The perpendicular bisectors are the lines $x = 6$ and $y = 6$ , hence the centre is $(6, 6)$ .

Thus we can write the equation of the circle thus: $(x - 6)^2 + (y - 6)^2 = R^2.$

Substituting one of the intercepts: $(14 - 6)^2 + (0 - 6)^2 = R^2 \\ \Rightarrow 8^2 + 6^2 = R^2 \\ \Rightarrow 100 = R^2 \\ \Rightarrow R = \boxed{10}.$

If you look to see how the circle would have to shift to be centered on the origin we can see that it will need to shift 6 to the left and 6 down. Using this information we can show that the right triangle created using the radius and the shift of 6 and the remaining height of 8 creates a 3-4-5 triangle making the radius 10.

Label the points as follows:

If two chords intersect in the interior of a circle, then the measure of each angle is one half the sum of the measures of the arcs intercepted by the angle and its vertical angle. Therefore, $\angle AOB = \frac{1}{2}(m \widehat{AB} + m \widehat{CD}) = 90°$ . By symmetry, $m \widehat{AB} = m \widehat{CD}$ , so that this solves to $m \widehat{AB} = 90°$ . Since the measure of a minor arc is also defined as the measure of its central angle, $\angle APB = m \widehat{AB} = 90°$ .

Therefore, $\triangle AOB$ and $\triangle APB$ are right triangles sharing the same hypotenuse, so that by Pythagorean's Theorem, $AB^2 = AO^2 + BO^2 = AP^2 + BP^2$ , or

$14^2 + 2^2 = 2R^2$

and this single equation solves to $R = \boxed{10}$ .

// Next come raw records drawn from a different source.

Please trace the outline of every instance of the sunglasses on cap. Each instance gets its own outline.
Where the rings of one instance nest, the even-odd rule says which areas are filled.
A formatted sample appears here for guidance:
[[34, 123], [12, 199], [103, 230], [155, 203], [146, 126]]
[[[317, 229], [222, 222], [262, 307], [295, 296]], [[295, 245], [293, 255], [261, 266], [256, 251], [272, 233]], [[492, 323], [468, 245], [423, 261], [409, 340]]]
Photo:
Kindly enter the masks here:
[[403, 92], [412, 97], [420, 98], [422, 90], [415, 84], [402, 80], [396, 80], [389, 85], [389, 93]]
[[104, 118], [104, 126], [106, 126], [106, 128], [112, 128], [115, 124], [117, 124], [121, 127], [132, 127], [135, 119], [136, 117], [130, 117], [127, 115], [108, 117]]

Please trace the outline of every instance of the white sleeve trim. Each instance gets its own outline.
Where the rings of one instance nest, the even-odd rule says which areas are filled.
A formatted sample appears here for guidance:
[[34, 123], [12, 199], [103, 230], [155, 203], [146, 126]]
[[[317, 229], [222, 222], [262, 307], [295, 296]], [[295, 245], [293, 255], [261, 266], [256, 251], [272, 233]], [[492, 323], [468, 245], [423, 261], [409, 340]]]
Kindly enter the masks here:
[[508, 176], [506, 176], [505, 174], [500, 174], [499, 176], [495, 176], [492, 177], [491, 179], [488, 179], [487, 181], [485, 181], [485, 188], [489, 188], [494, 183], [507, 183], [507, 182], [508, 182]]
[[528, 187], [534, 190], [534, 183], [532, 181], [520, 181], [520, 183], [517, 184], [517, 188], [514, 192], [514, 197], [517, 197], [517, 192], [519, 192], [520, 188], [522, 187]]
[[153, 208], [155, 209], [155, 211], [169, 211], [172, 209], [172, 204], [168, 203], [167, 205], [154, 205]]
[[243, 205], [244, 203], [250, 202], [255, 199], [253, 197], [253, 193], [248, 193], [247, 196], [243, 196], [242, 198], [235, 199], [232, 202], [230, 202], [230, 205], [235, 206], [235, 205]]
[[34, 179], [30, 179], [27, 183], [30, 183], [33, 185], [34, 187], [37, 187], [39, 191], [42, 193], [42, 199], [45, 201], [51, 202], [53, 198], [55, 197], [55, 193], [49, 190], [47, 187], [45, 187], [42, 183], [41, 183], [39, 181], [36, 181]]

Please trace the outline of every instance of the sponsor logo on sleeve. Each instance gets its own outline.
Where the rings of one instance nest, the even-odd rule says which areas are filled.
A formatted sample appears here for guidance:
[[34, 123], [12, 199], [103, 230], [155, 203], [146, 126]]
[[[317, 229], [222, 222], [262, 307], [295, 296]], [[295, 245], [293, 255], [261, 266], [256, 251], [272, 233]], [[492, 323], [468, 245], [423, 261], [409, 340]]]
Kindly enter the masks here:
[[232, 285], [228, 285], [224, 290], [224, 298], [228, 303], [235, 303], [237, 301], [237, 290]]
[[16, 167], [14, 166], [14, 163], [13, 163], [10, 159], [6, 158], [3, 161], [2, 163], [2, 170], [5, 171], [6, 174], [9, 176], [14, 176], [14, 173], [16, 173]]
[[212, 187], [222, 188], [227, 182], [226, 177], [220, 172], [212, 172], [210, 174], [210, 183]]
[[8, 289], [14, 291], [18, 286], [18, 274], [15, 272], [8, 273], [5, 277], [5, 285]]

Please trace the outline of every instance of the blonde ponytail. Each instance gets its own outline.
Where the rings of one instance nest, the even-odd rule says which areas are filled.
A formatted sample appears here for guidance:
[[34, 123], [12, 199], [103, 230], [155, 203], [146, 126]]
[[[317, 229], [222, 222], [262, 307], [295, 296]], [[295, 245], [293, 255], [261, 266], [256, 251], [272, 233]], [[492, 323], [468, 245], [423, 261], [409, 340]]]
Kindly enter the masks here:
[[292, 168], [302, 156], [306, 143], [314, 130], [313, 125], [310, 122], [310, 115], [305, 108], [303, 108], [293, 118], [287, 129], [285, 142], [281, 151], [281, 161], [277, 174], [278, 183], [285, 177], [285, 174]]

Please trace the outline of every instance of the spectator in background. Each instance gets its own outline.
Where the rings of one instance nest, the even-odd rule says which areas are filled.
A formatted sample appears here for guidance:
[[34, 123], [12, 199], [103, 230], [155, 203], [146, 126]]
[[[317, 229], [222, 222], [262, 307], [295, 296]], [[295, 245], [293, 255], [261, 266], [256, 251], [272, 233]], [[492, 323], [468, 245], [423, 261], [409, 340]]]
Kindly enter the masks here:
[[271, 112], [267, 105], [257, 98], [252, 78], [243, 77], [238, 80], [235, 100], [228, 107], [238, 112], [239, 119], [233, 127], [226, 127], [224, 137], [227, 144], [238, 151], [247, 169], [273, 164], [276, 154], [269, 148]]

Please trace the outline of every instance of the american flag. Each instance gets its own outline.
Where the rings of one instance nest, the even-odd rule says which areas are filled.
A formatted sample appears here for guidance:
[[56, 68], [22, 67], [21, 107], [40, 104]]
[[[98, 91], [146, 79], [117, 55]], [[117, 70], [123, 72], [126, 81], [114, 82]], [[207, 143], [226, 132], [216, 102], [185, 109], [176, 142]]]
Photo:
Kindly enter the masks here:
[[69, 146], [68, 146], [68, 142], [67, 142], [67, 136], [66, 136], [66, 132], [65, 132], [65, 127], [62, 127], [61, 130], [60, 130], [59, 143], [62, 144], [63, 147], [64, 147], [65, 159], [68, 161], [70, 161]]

Let the green and purple chords coincide with the x & y-axes respectively (such that their intersection point is the origin). Let the center of this circle be at the point $(\alpha,\beta)$ such that the required equation becomes $(x-\alpha)^2 + (y-\beta)^2 = R^2.$ Substituting the four given circumferential points: $(x,y) = (14,0), (-2,0), (0,14), (0, -2)$ above yields the following system of equations:

$(14-\alpha)^2 + (0-\beta)^2 = R^2;$

$(-2-\alpha)^2 + (0-\beta)^2 = R^2;$

$(0-\alpha)^2 + (14-\beta)^2 = R^2;$

$(0-\alpha)^2 + (-2-\beta)^2 = R^2$

which ultimately produce the center point $(\alpha,\beta) = (6,6)$ and $(x-6)^2 + (y-6)^2 = R^2$ . Picking any one of the four given circumferential points finally produces $\boxed{R = 10}.$

Draw two lines

connecting A : (-2,0) between B : (0,14) and B : (0,14) between C : (14,0)

and then use the law of sine:

AB/ sin(<BCA) = 2R

length of AB : root(14^2 + 2^2) = 10*root(2)

<BCA : pi/4

sin(<BCA) = 1/(root(2))

---

10*root(2)/{(1/(root(2))} =2R

=>R=10